Evidence of a collateral fact, from which the existence or nonexistence of the facts in issue may be inferred as a probable consequence, is circumstantial evidence. (Baird v. Mayor, etc., of City of New York, 96 N. Y. 567, 593.) The limitation upon such evidence is that it should tend to create in the mind of the trier of the fact a reasonable persuasion or belief as *589to the existence or nonexistence of those facts in issue; that is, they must be relevant. (Platner v. Platner, 78 N. Y. 90.) Undue prejudice may result from the use of wholly irrelevant evidence •, such as, for example, facts tending to show that the defendant in a negligence action is insured. (Simpson v.
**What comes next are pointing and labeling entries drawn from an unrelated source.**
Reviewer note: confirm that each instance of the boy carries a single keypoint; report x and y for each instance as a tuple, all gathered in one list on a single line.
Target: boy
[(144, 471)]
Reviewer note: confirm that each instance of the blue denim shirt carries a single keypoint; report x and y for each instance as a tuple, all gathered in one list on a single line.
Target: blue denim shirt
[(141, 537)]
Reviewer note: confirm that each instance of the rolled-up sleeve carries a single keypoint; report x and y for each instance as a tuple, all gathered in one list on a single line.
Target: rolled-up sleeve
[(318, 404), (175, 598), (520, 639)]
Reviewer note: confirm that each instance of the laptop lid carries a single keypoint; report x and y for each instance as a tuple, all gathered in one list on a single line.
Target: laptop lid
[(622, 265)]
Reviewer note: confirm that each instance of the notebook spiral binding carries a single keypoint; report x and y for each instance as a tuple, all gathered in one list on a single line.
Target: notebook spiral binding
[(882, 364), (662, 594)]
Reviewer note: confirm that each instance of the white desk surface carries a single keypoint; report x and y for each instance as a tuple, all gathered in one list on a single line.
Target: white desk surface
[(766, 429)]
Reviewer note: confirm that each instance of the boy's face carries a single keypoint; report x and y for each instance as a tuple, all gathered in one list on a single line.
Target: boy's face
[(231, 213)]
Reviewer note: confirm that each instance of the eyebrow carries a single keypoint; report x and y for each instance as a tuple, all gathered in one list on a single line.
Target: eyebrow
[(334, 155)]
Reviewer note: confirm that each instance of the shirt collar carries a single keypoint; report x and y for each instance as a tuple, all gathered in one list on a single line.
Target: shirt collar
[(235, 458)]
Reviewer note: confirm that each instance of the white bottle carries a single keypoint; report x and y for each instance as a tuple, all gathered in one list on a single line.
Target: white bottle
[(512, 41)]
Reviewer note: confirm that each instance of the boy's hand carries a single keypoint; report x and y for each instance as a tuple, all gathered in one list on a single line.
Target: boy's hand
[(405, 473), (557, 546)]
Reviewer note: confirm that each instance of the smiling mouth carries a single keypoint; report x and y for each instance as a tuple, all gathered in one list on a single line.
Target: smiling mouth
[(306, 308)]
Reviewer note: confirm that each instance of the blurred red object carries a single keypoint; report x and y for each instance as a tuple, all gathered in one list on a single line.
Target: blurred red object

Foundation Co., 201 N. Y. 479.) But, where a defendant accused of violating section 70, subdivision 5-a, of the Vehicle and Traffic Law is denied the opportunity of introducing facts showing that his car was insured, as tending to establish a lack of motive for committing the alleged crime, such a denial in a close case, as here, is reversible error. (See People v. Schaeffer, 253 App. Div. 202.) Motive is always relevant, though never essential to establish a crime. (People v. Ferraro, 161 N. Y. 365.) It follows that the facts in this case should have been more fully developed in order to determine the guilt or innocence of the defendant, and the justice should have allowed the jury to consider the question of the defendant’s insurance.

• The judgment should be reversed, the fine remitted, and a new trial allowed. Prepare and submit judgment accordingly.